Lastly, the authors show in Figure 7 that networks at intermediate points during training explain variance that is correlated to its performance in the speech and music tasks. I think this is the clearest result of their philosophical position: There is a linear relationship between the network’s performance on an everyday task, and the presence of brain-like representational transformations.
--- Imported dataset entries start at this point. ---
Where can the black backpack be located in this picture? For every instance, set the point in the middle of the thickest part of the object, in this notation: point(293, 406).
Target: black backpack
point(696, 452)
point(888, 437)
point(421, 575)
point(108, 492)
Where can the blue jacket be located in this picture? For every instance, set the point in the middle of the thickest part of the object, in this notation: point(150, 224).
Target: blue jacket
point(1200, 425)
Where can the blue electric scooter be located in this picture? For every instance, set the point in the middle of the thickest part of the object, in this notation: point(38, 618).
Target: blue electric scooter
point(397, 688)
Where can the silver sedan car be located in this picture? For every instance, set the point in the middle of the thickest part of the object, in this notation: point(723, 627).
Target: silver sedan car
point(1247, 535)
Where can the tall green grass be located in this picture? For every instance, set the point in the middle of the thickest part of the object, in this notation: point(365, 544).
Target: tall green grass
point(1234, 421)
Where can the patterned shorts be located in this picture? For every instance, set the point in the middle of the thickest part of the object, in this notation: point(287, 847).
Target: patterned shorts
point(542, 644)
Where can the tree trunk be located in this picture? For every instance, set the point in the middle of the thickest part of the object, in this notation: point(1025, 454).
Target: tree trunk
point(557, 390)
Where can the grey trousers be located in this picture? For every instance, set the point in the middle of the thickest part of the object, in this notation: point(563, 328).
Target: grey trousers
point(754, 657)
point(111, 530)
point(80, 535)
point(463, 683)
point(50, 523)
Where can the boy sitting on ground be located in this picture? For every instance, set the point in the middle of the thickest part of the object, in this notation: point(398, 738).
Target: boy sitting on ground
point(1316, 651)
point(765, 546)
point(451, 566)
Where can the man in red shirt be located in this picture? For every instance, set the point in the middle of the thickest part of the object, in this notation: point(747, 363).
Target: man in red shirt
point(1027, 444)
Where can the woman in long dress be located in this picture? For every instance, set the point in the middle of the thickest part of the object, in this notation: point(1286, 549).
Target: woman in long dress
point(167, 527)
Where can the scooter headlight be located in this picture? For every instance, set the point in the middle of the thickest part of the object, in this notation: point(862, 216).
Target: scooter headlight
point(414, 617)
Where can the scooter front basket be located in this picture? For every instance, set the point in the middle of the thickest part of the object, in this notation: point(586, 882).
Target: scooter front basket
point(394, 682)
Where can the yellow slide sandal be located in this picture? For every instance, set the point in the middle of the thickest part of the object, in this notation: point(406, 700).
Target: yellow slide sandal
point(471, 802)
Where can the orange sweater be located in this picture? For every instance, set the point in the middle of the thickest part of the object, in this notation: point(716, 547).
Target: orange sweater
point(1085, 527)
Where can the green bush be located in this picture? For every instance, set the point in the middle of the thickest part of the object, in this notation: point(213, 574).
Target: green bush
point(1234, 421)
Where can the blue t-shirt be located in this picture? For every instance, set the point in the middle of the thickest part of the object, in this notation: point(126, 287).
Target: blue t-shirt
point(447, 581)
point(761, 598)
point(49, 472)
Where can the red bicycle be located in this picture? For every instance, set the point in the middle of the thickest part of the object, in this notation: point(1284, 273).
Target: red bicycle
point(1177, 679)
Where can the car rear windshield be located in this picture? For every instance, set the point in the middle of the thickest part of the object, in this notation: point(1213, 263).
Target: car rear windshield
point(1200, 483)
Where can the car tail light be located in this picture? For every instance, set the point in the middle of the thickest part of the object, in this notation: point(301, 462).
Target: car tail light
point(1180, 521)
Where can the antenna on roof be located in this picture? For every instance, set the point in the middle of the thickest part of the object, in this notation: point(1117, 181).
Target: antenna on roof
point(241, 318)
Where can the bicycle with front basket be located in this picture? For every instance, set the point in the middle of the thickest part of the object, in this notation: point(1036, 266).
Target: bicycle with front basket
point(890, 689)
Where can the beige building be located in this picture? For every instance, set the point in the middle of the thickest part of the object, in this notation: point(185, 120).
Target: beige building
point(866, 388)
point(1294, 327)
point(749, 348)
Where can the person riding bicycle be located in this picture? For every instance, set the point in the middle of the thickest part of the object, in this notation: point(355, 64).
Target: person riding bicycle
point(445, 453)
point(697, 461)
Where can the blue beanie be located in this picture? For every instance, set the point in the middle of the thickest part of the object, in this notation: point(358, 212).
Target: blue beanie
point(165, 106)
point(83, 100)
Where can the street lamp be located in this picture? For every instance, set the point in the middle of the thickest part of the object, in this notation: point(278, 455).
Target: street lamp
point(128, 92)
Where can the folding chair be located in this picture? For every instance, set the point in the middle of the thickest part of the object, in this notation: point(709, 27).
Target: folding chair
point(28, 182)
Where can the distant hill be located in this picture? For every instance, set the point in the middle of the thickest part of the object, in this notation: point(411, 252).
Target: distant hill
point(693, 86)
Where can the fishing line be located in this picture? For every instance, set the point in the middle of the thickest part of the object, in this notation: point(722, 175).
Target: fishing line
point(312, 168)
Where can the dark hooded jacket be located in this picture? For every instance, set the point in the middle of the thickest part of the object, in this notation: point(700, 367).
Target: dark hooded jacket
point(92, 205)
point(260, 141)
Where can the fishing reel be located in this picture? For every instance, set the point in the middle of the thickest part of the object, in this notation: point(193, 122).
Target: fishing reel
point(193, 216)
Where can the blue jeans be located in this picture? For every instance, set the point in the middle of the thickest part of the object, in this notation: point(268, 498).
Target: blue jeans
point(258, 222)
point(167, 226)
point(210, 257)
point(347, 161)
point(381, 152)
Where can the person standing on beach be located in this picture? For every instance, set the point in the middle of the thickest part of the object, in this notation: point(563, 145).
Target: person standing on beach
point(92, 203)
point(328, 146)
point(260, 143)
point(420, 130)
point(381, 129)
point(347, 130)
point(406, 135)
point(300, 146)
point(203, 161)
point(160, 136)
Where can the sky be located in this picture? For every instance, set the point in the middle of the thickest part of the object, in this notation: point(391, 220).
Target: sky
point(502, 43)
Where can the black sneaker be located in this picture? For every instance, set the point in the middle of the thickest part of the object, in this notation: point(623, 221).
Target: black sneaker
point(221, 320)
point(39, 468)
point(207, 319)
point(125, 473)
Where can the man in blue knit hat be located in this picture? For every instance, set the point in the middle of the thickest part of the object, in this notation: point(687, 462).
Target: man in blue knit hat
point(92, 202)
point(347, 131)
In conclusion, the authors show a correlation between humans and deep neural networks in neural, behavioral and representational axis during speech and music recognition tasks. As stated before, this framework of task-optimized neural networks is becoming widespread throughout the neuroscience community, going from visual cortex [1], motor cortex [2], etc., and now to auditory cortex. It is important to note, as also noted by the authors, that the behavioral, neural and representational comparison done by the authors are only sufficient to suggest correlations between humans and deep neural networks. We still need more causal ways to compare both systems in order to see if the similarities are superficial (merely because of the highly-optimized nature of both humans and models on speech and music tasks) or if they reveal a deeper relationship between deep neural models and humans. In addition, we wondered if including other neural motifs such as recurrence, feedback modulation and cell-specific functions would help improve the results presented in this paper.

[1] Yamins, D. L., Hong, H., Cadieu, C. F., Solomon, E. A., Seibert, D., & DiCarlo, J. J. (2014). Performance-optimized hierarchical models predict neural responses in higher visual cortex. Proceedings of the National Academy of Sciences111(23), 8619-8624.

[2] Michaels, J. A., Dann, B., Intveld, R. W., & Scherberger, H. (2018). Neural dynamics of variable grasp movement preparation in the macaque fronto-parietal network. Journal of Neuroscience, 2557-17.